Wigilia Caritas: prawie dwa tysiące osób będą świętować na targach

Jeszcze trwa montaż stołów i układanie na nich białych obrusów, by 24 grudnia o godzinie 11 mogło przy nich zasiąść około dwóch tysięcy osób, które – gdyby nie Caritas – nie miałyby z kim spędzić tego wyjątkowego dnia.

Wigilia Caritas to już czteroletnia tradycja – wcześniej uroczyste wieczerze odbywały się w jadłodajniach prowadzonych przez tę organizację w całym mieście. Ale zawsze brakowało miejsc, a chętni stali w długich kolejkach, by móc zasiąść za stołem. Niewiele to miało wspólnego z tym klimatem, który chcieli osiągnąć organizatorzy: ciepłą, rodzinną atmosferą, śpiewaniem kolęd, wszystkim, co podkreśla wyjątkowość tego czasu.

Tak narodziła się idea, by wszyscy chętni mogli się spotkać w jednym, na tyle dużym miejscu, żeby nie musieli czekać w kolejce na jedzenie i wolne krzesło. Dzięki współpracy z MTP od 2010 roku udaje się taką wigilię organizować w jednym z targowych pawilonów – w tym roku będzie to pawilon nr 2.

Przygotowania już trwają, a jest co robić, bo poza przygotowanie stołów i krzeseł dla tylu osób trzeba przecież też przygotować dla nich jedzenie. Zaplanowano 800 litrów barszczu, 500 kilogramów ziemniaków, 300 kg karpia i 700 kg kapusty z grzybami… Wszystko to jest możliwe do zrobienia dzięki wolontariuszom, którzy wytrwale pracują już od kilku dni.

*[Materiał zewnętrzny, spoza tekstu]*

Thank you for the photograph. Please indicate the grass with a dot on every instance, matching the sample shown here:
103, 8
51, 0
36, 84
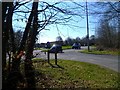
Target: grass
73, 74
66, 47
105, 52
45, 50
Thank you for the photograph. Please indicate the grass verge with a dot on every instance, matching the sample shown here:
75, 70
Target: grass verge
73, 74
66, 47
105, 52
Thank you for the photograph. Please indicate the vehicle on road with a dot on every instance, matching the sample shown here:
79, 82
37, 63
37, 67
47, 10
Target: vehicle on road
76, 46
56, 48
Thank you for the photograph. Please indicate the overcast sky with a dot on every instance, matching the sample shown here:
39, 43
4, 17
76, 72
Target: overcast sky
75, 28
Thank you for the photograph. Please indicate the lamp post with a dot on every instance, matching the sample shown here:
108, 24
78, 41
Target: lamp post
87, 27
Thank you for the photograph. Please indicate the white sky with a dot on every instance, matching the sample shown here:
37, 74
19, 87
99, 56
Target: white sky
63, 30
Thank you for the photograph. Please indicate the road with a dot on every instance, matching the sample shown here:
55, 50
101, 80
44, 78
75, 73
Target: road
108, 61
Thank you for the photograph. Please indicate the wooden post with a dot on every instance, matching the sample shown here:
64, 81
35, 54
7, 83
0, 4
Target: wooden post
55, 58
48, 54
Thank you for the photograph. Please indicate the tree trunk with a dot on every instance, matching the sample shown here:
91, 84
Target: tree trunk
29, 70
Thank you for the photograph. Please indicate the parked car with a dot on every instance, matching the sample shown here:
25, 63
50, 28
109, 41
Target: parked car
76, 46
56, 48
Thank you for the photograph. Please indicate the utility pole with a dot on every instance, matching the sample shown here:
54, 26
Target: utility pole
87, 27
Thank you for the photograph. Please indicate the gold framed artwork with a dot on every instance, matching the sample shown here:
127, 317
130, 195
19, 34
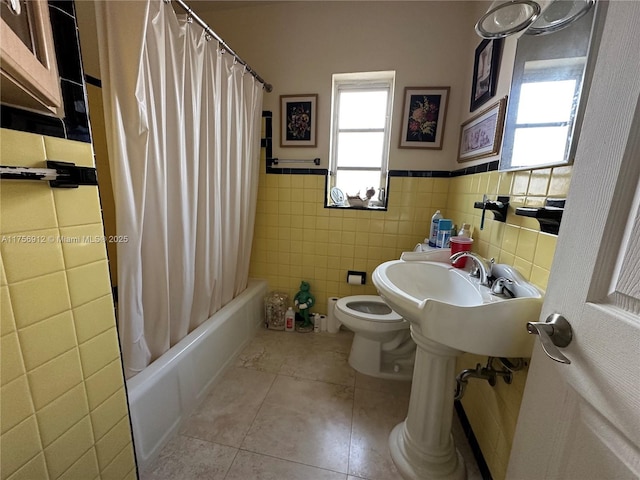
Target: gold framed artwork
298, 124
481, 135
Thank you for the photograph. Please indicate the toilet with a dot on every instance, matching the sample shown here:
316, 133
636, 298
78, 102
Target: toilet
382, 344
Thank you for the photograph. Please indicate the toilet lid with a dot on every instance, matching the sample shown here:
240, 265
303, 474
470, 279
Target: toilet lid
368, 307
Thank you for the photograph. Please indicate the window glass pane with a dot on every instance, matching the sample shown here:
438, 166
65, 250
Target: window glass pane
529, 148
362, 109
351, 182
359, 149
545, 102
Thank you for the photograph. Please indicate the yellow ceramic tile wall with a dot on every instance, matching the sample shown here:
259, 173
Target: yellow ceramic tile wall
63, 411
296, 238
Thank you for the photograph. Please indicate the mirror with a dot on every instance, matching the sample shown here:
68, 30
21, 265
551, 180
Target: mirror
548, 93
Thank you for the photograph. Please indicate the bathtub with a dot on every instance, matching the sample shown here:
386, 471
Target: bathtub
163, 395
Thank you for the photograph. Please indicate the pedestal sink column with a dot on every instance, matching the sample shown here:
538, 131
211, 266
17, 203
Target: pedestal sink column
422, 446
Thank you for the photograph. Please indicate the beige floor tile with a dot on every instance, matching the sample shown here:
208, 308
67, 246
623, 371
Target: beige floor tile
187, 458
304, 421
226, 414
366, 382
325, 366
374, 416
249, 465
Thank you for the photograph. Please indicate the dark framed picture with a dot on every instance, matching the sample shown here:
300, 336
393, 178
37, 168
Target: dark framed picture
298, 123
485, 72
481, 135
423, 118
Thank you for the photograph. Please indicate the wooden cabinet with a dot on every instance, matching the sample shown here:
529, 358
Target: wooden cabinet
28, 68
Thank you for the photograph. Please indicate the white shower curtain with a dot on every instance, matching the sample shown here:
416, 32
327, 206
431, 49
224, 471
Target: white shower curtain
183, 128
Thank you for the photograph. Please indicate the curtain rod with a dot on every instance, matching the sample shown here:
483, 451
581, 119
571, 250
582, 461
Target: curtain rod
267, 86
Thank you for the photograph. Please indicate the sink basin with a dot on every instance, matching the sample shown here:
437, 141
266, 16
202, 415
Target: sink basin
448, 306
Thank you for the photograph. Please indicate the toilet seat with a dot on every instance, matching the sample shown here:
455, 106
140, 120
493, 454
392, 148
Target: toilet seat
364, 307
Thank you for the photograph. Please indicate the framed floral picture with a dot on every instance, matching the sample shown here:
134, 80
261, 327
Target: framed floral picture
298, 124
423, 118
481, 135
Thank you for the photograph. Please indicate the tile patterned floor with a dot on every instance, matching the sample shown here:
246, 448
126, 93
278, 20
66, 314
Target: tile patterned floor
292, 408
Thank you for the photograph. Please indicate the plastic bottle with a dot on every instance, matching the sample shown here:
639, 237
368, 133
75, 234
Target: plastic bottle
465, 231
433, 231
444, 232
289, 320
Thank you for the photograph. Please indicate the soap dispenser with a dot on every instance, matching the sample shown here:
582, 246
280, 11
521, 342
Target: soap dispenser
289, 320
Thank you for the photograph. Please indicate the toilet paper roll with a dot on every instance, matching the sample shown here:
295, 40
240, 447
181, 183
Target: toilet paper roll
333, 325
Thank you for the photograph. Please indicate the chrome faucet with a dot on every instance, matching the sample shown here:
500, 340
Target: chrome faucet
484, 266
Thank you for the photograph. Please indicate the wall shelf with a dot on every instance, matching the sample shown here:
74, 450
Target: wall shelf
549, 216
499, 207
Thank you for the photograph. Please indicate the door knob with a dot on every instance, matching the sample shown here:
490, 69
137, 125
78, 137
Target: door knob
555, 332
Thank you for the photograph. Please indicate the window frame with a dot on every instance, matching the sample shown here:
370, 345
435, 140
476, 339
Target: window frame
364, 82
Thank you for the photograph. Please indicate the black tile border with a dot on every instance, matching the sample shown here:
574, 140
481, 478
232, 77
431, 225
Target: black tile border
75, 124
473, 441
267, 144
420, 173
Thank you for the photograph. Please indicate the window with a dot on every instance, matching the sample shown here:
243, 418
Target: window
360, 131
546, 109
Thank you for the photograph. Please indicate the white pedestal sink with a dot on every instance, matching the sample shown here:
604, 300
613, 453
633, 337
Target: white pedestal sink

Przy organizacji wigilii pomagają siostry Albertynki Posługujące Ubogim,  siostry Franciszkanki Rodziny Maryi, siostry Urszulanki SJK, siostry elżbietanki oraz uczniowie i nauczyciele XI LO w Poznaniu, ZSE nr.1 w Poznaniu, SP nr.51, SP nr.46, XXV LO w Poznaniu, IV LO w Poznaniu, XII LO w Poznaniu i ZSOiP w Nowym Tomyślu.

– Z pomocą wolontariuszy, sióstr zakonnych z naszych poznańskich jadłodajni oraz pracowników centrali „Caritas” pragniemy, aby każdy poczuł ciepło rodzinnego ogniska i wspólnie z nami mógł świętować narodziny Jezusa Chrystusa. Chcemy, by nikt nie czuł się w tym wyjątkowym czasie samotny i opuszczony – mówią organizatorzy wigilii.